Curiosity is bliss    Archive    Feed    About    Search

Julien Couvreur's programming blog and more

Tablet PC wishlist

 

Because I use my Tablet PC constantly more and love it, but keep running into little annoyances or limitations, I tried to compile a list of the missing pieces.
I am not sure what "persona" I fit into, but I use my Tablet mostly for personal use, for browsing, document reading, note taking, messenging and playing a little music.

Hardware
As discussed in this previous blog entry, having the digitizer to extend beyond the limits of the screen would benefit to the use of scrollbars and window handles. It would also improve gaming experience in games like WarCraft or SimCity, where "pushing" the cursor against the edge of the screen scrolls around the view of the world.

One other potential improvement would be to allow right clicking with just a press of the stylus button (instead of the current "press button and tap stylus"). This is how most graphic tablets work and it is rather comfortable.

Browsing
Scrolling
Because there is no mousewheel or keyboard (I use the TC1000 in slate mode only), only the scrollbar and the jog dial are available to handle the scrolling. As discussed previously, the scrollbar isn't a great solution. On the other hand, the jog dial is great, but it is still too limited: it can only scroll at a constant pace.

The jog dial could be to made pressure sensitive, to allow various speeds.

The default cursor in IE should be a hand (like in Acrobat Reader) rather than a caret, as text selection is not the primary task while browsing. The cursor could also be a "click to scroll down a page" cursor, when hovering in certain areas of the browser (maybe near the bottom of the rendering region).

URL input
The next problem is URL input. The browser needs to have some kind of contextual or in-place TIP, to allow address input.
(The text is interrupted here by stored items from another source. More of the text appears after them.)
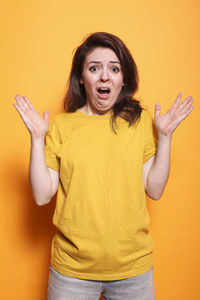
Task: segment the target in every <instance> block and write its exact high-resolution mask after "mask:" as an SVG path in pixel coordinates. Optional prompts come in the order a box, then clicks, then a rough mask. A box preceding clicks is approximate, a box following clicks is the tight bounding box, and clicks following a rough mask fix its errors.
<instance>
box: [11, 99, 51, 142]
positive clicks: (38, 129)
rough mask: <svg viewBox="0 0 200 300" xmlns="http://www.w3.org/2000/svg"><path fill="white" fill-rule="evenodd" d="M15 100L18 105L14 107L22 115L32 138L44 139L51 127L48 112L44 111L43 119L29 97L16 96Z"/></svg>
mask: <svg viewBox="0 0 200 300" xmlns="http://www.w3.org/2000/svg"><path fill="white" fill-rule="evenodd" d="M15 100H16V102H17V103H14V104H13V105H14V107H15V108H16V109H17V111H18V113H19V114H20V116H21V118H22V120H23V121H24V123H25V125H26V127H27V128H28V130H29V132H30V134H31V136H32V137H33V138H40V137H44V136H45V134H46V132H47V130H48V126H49V113H48V111H44V113H43V118H41V117H40V115H39V114H38V112H37V111H36V110H35V108H34V107H33V105H32V104H31V102H30V101H29V100H28V98H27V97H22V96H20V95H16V96H15Z"/></svg>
This TIP would be specific, by offering some shortcuts like "www.<>.com" and would combine smartly with the navigation history to offer completion suggestions. The handwriting recognizer also needs to be smarter about not adding spaces between words when writing a url.
I have seen some IE plugins that attempted to resolve this but none so far was completely satisfying.

PDFs and annotations
There should be a real annotation solution, especially for PDFs and web page. They should be persistent and support users with multiple machines (switching from their Tablet PC to their desktop).

Also, many PDFs are published in a two column layout. These definitely require too much scrolling down and back up to read. This is already the case on desktop PCs, but is worse on a portrait-mode Tablet PC. Solutions for this would be either a PDF column splitting tool (which I didn't manage to find or write) or a smarter layout format, somewhere between html (flexible) and PDF (rich and precise layout).

One problem that any annotation solution has to face is: how to display the content while still making room for annotations? I think a reasonable approach would be to allow the user to insert blank lines in the middle of a document, or enlarge the inter-page space.

Ink interop
A really interoperable ink exchange format would bring many opportunities, like ink messenging on PDAs and smartphones, ink capture on whiteboards, Linux Tablets, native storage of ink in Oracle (or other) DBs, ink-enabled Java applets,...

Areas of investigation
Here are a couple things that would be nice experimenting with:
- Smart tags for ink.
- ink coding: VS.net Tablet PC edition ;-)
- a whiteboard in MediaPlayer for ink replay in sync with audio/video.


Updates:
The coming update of the Tablet PC software (codename Lonestar) adds contextual TIP and contextual recognition (urls, phone numbers,...). Still no sign of ink interop though.

Loren also longs for pen coding/debugging.